Os senadores/as e os deputados/as federais, que aprovaram o projeto antes, prestam um enorme desserviço à população, quando deveria estar zelando pelo seu bem estar e pela melhoria de suas condições de vida. Os beneficiários serão as grandes empresas de água, os grupos econômicos que há muito preparam o bote sobre nossos aquíferos e mananciais e agora têm seu caminho aplainado. Os prejudicados são os de sempre. Os pobres e excluídos.

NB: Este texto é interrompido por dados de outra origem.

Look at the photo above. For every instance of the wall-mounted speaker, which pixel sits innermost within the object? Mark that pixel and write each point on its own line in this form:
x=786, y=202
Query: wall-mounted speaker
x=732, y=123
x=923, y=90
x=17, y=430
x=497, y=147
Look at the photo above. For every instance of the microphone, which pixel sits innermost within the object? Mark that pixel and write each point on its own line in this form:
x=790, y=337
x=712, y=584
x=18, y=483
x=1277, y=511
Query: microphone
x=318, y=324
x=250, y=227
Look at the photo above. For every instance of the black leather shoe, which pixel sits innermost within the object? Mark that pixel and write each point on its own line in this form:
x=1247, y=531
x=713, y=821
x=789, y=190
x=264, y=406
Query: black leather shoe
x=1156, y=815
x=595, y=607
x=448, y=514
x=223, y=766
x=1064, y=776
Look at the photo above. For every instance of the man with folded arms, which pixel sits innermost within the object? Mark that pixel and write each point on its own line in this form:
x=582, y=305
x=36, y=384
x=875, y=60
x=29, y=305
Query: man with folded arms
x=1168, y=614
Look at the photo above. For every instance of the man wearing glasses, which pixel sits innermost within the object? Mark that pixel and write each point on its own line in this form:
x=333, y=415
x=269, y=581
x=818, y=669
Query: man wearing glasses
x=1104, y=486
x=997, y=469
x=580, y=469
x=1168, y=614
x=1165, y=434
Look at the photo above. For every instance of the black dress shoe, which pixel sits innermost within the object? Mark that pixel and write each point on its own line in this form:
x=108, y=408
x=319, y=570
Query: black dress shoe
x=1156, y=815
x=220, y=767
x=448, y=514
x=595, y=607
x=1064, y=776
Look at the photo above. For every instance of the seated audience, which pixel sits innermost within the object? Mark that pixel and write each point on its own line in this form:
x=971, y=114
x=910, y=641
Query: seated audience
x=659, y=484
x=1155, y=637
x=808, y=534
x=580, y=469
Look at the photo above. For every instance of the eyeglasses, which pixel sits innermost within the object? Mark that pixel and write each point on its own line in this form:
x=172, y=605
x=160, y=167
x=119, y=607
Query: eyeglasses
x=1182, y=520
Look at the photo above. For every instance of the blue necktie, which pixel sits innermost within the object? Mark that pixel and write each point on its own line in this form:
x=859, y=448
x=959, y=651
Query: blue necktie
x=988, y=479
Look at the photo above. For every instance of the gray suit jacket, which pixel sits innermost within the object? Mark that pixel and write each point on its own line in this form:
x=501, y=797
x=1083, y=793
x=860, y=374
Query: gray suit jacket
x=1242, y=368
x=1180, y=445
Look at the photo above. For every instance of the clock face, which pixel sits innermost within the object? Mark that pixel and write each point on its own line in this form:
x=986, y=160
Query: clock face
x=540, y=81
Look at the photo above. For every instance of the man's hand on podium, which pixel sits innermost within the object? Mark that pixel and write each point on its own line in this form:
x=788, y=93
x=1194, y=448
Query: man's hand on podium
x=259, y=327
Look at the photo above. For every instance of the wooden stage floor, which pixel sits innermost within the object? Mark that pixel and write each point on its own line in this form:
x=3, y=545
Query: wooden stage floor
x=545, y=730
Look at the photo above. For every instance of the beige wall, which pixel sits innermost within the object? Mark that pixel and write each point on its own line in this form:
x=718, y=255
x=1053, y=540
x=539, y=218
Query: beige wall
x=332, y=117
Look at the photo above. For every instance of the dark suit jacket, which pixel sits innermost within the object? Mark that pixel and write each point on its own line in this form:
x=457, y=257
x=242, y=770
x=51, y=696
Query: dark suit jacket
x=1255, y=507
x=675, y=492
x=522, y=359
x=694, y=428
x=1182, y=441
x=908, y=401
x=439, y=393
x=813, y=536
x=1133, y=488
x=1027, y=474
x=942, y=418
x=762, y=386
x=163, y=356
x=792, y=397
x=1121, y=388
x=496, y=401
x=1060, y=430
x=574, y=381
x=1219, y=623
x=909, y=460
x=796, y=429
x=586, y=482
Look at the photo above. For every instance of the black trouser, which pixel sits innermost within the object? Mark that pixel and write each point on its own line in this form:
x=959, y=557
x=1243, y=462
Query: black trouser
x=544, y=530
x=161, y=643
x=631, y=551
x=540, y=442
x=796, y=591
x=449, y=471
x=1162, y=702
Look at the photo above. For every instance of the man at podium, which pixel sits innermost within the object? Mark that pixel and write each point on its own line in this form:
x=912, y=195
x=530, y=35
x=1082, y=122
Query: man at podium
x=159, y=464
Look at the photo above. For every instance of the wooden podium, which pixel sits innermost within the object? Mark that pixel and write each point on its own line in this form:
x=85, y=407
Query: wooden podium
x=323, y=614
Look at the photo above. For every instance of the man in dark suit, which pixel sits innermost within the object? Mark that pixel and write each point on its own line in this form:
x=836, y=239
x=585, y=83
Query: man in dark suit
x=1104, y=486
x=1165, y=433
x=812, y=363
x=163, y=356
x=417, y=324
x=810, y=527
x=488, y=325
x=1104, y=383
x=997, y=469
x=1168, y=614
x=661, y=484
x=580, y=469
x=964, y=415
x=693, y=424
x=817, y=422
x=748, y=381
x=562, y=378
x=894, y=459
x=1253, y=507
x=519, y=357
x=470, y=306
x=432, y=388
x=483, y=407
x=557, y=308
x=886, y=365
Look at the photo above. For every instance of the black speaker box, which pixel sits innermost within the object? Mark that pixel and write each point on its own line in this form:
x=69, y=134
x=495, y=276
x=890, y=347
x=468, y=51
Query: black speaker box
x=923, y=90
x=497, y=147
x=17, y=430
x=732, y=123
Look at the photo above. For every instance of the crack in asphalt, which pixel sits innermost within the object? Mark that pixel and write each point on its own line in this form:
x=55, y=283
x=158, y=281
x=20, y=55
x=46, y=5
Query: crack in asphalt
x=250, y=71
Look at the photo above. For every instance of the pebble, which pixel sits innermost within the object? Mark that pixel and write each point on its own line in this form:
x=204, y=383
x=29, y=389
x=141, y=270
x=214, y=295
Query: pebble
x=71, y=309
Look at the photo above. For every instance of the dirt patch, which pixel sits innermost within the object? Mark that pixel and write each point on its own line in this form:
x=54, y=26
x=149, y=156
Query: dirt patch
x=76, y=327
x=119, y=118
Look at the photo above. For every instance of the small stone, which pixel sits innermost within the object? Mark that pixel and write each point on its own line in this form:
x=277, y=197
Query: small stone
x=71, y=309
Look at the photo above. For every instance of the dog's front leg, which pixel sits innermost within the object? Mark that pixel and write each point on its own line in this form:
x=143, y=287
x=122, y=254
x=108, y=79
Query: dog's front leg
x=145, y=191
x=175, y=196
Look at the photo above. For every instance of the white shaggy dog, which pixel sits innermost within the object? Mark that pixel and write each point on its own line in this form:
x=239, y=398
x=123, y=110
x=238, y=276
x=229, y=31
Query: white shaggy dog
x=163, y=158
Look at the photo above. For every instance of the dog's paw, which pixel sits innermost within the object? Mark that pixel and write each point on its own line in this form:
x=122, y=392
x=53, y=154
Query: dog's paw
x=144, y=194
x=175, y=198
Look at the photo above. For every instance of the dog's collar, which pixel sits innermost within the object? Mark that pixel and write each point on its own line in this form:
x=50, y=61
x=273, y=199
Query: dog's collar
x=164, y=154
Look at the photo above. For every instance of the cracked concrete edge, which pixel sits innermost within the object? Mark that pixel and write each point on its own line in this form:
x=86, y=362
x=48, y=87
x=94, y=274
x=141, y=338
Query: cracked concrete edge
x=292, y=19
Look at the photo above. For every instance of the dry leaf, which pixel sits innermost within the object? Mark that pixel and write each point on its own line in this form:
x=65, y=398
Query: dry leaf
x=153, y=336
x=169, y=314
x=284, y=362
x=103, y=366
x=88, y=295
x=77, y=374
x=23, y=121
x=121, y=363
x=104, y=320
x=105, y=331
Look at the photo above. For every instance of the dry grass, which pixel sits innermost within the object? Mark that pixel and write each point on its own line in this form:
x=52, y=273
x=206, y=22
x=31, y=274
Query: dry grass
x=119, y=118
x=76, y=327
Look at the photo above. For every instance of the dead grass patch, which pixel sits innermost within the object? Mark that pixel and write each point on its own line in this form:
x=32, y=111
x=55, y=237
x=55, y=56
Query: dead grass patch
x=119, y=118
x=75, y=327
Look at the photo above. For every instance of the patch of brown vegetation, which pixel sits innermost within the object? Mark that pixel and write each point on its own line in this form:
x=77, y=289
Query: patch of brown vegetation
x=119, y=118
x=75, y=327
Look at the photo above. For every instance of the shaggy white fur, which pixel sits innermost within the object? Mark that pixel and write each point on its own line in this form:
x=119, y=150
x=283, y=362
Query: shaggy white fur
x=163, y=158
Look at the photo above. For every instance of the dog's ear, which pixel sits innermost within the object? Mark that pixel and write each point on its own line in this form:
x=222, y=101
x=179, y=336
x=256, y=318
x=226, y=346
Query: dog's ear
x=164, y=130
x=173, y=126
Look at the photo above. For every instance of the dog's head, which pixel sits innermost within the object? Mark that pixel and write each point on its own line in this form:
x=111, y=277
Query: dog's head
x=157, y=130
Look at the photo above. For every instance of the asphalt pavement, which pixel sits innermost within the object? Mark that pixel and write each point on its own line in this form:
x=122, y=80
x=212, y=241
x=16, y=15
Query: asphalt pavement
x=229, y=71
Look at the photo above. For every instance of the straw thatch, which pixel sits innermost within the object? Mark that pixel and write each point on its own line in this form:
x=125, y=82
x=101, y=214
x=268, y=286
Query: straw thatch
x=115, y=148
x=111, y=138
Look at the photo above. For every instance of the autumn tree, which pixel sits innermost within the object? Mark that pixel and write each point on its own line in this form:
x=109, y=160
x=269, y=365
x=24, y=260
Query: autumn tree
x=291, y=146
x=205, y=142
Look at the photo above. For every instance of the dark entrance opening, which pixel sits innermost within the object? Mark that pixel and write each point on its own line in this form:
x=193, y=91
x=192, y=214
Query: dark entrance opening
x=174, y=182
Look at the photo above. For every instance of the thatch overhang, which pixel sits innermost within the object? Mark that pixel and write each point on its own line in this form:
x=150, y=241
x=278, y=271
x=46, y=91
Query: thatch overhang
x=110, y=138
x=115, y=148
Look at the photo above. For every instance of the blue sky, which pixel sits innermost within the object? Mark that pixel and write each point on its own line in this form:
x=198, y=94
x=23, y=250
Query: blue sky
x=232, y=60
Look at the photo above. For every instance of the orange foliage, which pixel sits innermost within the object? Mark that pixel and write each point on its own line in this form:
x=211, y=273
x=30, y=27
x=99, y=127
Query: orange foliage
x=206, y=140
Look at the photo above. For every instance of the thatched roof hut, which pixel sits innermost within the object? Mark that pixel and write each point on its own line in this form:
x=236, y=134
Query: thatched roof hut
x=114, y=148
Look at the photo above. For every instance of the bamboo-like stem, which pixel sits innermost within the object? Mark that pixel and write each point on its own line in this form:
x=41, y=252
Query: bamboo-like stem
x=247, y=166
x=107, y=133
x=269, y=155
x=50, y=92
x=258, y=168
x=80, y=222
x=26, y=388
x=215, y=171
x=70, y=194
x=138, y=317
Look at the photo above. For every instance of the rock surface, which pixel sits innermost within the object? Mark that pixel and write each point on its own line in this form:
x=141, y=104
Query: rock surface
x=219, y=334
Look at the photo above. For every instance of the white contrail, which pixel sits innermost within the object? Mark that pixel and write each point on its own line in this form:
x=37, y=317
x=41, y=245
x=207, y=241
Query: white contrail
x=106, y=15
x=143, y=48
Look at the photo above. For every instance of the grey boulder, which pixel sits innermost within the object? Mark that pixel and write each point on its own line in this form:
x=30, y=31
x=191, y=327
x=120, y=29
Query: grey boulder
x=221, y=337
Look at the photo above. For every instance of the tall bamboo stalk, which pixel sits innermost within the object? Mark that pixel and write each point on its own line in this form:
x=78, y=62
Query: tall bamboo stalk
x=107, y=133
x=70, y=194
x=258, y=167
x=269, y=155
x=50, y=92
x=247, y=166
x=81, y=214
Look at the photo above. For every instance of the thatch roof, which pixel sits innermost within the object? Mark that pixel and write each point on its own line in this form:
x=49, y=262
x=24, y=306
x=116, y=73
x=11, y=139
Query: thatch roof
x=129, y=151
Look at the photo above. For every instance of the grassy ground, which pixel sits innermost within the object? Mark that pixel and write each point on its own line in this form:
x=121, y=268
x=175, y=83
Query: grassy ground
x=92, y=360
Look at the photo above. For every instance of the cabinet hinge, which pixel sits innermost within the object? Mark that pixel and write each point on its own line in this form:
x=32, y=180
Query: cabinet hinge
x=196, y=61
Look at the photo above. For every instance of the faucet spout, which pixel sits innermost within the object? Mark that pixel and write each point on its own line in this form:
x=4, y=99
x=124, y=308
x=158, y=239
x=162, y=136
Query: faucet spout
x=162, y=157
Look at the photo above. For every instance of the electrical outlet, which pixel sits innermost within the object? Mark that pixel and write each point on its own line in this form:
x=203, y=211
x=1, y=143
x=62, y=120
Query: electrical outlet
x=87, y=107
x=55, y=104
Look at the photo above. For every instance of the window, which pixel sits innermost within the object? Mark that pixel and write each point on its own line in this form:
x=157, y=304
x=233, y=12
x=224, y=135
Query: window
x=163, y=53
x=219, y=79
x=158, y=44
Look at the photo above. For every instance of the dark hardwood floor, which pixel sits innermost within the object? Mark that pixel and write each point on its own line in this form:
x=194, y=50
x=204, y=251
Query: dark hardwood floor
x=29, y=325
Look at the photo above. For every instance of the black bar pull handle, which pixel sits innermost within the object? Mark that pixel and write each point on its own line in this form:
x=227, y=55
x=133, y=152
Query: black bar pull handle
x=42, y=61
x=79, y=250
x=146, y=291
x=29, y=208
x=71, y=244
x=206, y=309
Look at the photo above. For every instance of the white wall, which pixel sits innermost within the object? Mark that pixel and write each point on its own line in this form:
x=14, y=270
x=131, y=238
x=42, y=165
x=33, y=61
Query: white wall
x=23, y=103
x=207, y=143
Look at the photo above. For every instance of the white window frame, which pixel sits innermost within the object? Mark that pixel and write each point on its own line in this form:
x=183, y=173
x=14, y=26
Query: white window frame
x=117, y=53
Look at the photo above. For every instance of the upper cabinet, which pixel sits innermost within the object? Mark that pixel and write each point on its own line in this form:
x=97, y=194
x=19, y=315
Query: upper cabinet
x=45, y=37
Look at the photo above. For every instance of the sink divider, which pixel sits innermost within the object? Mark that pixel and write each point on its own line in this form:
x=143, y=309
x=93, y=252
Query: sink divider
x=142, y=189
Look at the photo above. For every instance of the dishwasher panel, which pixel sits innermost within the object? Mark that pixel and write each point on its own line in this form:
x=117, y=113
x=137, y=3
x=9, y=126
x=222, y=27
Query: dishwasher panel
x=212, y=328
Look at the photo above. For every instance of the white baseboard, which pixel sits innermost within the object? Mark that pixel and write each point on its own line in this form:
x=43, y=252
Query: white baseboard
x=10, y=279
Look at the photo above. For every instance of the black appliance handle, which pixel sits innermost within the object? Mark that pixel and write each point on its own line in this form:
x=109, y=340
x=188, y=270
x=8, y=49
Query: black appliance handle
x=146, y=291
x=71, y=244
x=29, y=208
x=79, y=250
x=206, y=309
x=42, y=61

Na contramão da história mundial, as autoridades brasileiras enfatizam a dimensão da água enquanto mercadoria, desfazendo-se de sua perspectiva de bem comum ao qual todos devem ter acesso garantido. E as empresas de água se centram não no serviço à população, mas sim no lucro uma vez que rios e mananciais serão explorados até ficarem à míngua, levando danos irreversíveis a sociobiodiversidade.
Ainda na contramão da história, o Brasil dedica-se a entregar o acesso à água à ganância de uns poucos, quando muitos países, após péssimas experiências com a privatização dos serviços de água e esgoto, buscam reestatizá-los. Isso porque as empresas responsáveis atuaram de modo ineficiente, com serviços extremamente caros e sem universalizar as ações, buscando apenas resultados financeiros.
A ASA, neste contexto, reafirma sua opção política de estar ao lado do mais pobres, de considerar a água como um bem comum e não como mercadoria e de lutar para que o acesso seja universalizado. E isso, de modo especial no Nordeste e Semiárido.
Conclamamos o Consórcio de Governadores do Nordeste para estar vigilante na busca da garantia do direito à água e ao saneamento básico para todas as pessoas do Nordeste e Semiárido. E igualmente vigilantes para não entregar nossos rios, fontes e mananciais à ganância a um pequeno grupo de exploradores dos bens públicos e naturais. E que o Consórcio se sirva de todos os meios éticos possíveis para garantir o saneamento a todas as pessoas. Esta será uma estrada de resistência, que nos propomos a palmilhar juntos.